Fazit: Spaßige Survival-Kost – mit Luft nach oben

Killing Floor 3 macht viele Dinge gut: Das Movement ist – besonders für Neulinge – so dynamisch wie nie, das Crossplay-Feature funktioniert hervorragend, das Ballern bleibt auf den ersten Blick wuchtig und spaßig. Die Grafik und das Blutbad auf dem Bildschirm sind ein Fest für Gore-Fans. Doch nach dem ersten Adrenalinrausch bleibt der Eindruck einer kompakten, aber eben auch etwas inhaltsarmen Shooter-Basis, die auf Service-Updates und Content-Drops warten lässt. Hier glänzt Killing Floor 3 als (fast) perfekter Zwei-Tage-Koop-Spaß, dem auf lange Sicht Frische und Tiefgang fehlen könnten.

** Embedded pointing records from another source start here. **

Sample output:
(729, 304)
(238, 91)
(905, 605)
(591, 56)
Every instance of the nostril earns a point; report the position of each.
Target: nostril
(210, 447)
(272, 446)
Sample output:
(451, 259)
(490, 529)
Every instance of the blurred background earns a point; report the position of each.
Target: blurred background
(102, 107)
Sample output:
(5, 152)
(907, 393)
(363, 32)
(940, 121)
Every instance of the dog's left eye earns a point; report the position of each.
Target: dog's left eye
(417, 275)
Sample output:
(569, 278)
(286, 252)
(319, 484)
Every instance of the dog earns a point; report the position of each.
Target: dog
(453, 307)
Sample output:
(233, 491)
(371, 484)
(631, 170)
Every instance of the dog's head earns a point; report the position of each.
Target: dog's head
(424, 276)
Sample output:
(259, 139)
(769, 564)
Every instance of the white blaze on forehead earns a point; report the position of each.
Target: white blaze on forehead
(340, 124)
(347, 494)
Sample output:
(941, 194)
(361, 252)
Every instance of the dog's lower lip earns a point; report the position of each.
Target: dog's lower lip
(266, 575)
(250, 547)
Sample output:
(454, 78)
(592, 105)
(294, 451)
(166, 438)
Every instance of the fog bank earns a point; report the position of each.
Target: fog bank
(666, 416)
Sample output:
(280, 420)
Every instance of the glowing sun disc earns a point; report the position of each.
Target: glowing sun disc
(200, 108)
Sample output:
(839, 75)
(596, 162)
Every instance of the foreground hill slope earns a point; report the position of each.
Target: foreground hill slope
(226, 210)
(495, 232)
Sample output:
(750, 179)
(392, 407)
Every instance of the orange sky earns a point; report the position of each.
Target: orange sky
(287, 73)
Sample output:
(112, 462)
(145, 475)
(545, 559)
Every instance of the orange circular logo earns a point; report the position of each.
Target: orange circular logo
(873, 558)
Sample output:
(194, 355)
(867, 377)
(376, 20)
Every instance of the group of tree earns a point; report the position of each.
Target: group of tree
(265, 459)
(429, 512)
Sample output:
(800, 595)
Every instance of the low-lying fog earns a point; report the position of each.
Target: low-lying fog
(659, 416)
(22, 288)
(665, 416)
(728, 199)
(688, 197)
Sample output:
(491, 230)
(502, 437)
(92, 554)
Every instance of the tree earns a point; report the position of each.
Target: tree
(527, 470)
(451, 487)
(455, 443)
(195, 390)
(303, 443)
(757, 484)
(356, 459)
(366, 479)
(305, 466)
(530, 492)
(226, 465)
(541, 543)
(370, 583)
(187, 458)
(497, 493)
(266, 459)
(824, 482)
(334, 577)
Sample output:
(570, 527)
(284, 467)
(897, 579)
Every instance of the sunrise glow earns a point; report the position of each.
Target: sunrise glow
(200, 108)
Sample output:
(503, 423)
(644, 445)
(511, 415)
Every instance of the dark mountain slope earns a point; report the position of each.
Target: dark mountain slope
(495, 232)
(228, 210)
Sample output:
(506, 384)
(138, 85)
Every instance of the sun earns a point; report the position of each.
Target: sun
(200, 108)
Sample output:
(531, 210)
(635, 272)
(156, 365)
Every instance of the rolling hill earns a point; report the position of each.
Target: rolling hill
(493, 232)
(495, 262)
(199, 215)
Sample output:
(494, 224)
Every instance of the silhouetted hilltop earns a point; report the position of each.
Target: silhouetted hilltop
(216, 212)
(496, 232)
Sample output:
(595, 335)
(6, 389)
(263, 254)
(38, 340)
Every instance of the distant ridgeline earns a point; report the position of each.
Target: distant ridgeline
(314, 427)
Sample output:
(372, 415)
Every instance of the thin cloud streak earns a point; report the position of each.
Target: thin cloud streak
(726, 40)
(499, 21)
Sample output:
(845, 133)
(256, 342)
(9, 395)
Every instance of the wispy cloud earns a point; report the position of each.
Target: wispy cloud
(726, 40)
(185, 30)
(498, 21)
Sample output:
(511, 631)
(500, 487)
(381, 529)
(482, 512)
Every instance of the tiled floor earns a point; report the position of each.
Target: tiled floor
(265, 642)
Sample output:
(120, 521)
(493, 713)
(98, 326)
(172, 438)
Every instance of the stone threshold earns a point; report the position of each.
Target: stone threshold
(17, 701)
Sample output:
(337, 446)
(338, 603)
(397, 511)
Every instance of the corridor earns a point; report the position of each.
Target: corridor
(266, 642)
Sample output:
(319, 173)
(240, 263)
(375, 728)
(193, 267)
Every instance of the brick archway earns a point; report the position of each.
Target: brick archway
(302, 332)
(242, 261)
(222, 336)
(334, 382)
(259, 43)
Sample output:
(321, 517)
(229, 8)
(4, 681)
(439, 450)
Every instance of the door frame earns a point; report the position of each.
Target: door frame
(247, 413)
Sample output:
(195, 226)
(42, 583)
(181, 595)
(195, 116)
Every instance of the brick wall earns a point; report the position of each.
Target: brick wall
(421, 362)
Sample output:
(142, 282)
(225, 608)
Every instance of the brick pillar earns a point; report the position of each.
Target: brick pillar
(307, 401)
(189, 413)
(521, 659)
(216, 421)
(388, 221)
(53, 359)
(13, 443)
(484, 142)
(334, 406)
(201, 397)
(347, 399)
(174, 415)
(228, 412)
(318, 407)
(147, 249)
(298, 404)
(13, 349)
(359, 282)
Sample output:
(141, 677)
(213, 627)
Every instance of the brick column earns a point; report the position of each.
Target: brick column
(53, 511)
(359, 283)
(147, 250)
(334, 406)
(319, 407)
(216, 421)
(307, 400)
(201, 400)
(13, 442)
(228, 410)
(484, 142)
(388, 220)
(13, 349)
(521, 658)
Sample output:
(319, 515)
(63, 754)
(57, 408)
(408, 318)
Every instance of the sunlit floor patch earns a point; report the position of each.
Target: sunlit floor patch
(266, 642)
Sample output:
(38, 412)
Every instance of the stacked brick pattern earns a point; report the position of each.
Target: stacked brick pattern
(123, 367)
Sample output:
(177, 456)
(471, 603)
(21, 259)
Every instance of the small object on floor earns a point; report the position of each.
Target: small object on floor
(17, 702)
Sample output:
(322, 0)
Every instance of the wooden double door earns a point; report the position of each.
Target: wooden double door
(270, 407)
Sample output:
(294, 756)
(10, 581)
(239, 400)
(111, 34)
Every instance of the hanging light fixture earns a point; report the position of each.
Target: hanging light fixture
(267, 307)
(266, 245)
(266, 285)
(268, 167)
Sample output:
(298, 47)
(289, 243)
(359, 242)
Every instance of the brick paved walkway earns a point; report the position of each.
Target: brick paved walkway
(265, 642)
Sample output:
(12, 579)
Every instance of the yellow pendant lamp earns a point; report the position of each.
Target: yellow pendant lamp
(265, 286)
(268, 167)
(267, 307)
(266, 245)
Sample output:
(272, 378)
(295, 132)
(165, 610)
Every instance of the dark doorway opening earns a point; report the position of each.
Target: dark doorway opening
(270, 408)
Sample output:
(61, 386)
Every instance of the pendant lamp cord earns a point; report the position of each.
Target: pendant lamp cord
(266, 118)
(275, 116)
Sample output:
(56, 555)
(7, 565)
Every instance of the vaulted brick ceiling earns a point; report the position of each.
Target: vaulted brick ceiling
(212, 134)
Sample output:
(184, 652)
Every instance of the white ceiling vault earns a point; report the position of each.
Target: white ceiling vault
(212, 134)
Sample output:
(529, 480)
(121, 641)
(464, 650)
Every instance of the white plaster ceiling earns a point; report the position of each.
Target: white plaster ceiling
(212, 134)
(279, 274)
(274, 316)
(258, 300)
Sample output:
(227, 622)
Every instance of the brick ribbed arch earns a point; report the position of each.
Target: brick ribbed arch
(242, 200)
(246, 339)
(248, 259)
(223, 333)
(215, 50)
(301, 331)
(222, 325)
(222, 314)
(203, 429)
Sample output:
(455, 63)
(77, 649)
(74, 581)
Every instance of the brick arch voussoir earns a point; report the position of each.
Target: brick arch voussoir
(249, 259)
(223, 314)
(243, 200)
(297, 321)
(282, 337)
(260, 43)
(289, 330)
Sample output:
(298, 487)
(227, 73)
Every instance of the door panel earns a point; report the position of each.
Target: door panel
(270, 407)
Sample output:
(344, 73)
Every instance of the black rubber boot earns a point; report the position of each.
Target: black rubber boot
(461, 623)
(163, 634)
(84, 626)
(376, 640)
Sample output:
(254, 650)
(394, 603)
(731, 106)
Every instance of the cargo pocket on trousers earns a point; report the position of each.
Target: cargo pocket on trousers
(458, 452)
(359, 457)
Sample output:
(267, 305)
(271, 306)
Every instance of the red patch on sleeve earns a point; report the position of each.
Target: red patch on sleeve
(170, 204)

Für Fans, die einfach mal wieder eine Runde Zeds erleben wollen, lohnt sich ein Blick. Doch Veteranen und all jene, die die Serie lieben und auf Innovation, Umfang oder Atmosphäre gehofft haben, werden (noch) nicht völlig glücklich. Die Grundlage ist solide – aber der große Traum vom Splatter-Thron bleibt erstmal „work in progress“.